At the Temple Mount in Jerusalem, where the Aqsa Mosque and the Dome of the Rock are located, visits by religious Jews are monitored by Wakf guards and Israeli police – and all Jewish prayer, including silent prayer, is forbidden, according to the Jerusalem Center for Public Affairs. The Wakf, an arm of the Jordanian Ministry of Sacred Properties, administers the site. No sacred Jewish objects, such as prayer books or prayer shawls, may be brought onto the mount, according to tourism website Tourist Israel.

"None of us came to make a mess," claimed the tour guide.

"There was one boy who had a bar mitzvah and at Aaron's Tomb we made a little celebration for him.
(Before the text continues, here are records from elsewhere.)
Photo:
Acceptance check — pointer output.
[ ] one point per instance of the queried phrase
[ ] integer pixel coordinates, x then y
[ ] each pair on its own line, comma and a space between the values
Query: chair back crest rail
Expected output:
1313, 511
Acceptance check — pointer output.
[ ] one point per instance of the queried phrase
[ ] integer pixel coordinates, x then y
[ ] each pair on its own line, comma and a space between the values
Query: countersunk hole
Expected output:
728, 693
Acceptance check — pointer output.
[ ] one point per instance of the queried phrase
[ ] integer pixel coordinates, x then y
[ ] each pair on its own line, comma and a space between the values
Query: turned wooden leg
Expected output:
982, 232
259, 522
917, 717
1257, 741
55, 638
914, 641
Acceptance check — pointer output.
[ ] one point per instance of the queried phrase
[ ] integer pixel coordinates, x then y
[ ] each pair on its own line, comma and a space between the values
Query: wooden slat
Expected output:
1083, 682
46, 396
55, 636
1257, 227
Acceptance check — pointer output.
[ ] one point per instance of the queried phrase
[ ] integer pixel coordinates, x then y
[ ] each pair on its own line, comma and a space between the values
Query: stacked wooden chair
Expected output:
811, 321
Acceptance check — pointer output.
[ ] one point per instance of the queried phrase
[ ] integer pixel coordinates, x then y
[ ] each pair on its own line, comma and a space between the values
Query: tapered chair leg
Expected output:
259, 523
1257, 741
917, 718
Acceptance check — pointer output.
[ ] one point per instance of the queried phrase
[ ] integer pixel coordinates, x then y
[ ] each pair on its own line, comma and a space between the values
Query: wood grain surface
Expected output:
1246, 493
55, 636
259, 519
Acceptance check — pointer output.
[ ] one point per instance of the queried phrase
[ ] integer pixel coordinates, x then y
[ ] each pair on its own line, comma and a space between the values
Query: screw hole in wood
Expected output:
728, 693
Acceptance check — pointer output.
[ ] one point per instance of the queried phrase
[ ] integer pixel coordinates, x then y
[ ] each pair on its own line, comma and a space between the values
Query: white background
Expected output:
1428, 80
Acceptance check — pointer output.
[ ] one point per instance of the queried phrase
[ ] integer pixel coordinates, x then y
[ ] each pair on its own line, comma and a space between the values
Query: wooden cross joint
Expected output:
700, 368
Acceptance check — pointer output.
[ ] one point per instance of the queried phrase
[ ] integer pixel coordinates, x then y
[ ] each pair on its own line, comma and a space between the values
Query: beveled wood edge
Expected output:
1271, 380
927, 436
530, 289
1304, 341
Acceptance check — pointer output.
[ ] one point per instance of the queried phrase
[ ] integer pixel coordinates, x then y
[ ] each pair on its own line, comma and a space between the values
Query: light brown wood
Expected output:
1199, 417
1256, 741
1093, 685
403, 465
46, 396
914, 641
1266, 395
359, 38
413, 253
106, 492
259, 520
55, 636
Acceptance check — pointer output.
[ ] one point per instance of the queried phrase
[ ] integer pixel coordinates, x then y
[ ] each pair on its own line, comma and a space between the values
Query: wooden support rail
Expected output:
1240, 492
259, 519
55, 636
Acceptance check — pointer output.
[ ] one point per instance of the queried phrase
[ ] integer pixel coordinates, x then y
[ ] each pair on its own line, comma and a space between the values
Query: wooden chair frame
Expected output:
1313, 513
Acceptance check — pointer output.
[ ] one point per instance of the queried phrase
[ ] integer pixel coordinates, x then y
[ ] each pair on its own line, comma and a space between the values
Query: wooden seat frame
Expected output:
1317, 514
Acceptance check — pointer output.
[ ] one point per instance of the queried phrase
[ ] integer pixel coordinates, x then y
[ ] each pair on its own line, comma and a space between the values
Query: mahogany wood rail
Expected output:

When the policeman saw that we were singing, he quieted us and said that it's forbidden for us to sing."

Purported photos of Jewish tourists at the site which circulated through Jordanian media showed them praying with a Torah scroll.

"I don't know who read from a Torah scroll," said Ayalon, according to Ynet. "Our groups acted according to the book. We tried to act in a subdued manner and without opposition, but the behavior [of the authorities] was awful."

According to Ayalon, the group was forbidden from praying while traveling in Jordan, even in their hotel room.

The Awqaf ministry strongly condemned the entry of the tourists, adding that an investigation will be opened to find out what happened and who was responsible for allowing them into the site, according to the official Jordan News Agency.

Former Jordanian tourism minister Maha al-Khatib stated that the Israeli ambassador in Jordan filed a complaint against measures taken to limit the actions of Israeli tourists, including the requirement for a guide during tours and a prohibition against wearing religious clothing, according to Al Mayadeen. Khatib also accused tourists of attempting to smuggle in religious clothing.

The former tourism minister also accused Israeli tourists, whom she called "the most miserable tourists who make trouble," of attempting to bury items at various sites in Jordan to "confirm" their claims of their history in the area.

"There is a Zionist scheme to claim ownership of any part of our Arab homeland, especially in archaeological sites," said Khatib.

"They want to convince the world that any place they went through even for two nights in the old days is their right, but we are not allowed to mention the history of our existence," said Khatib, according to the Shebab News Agency.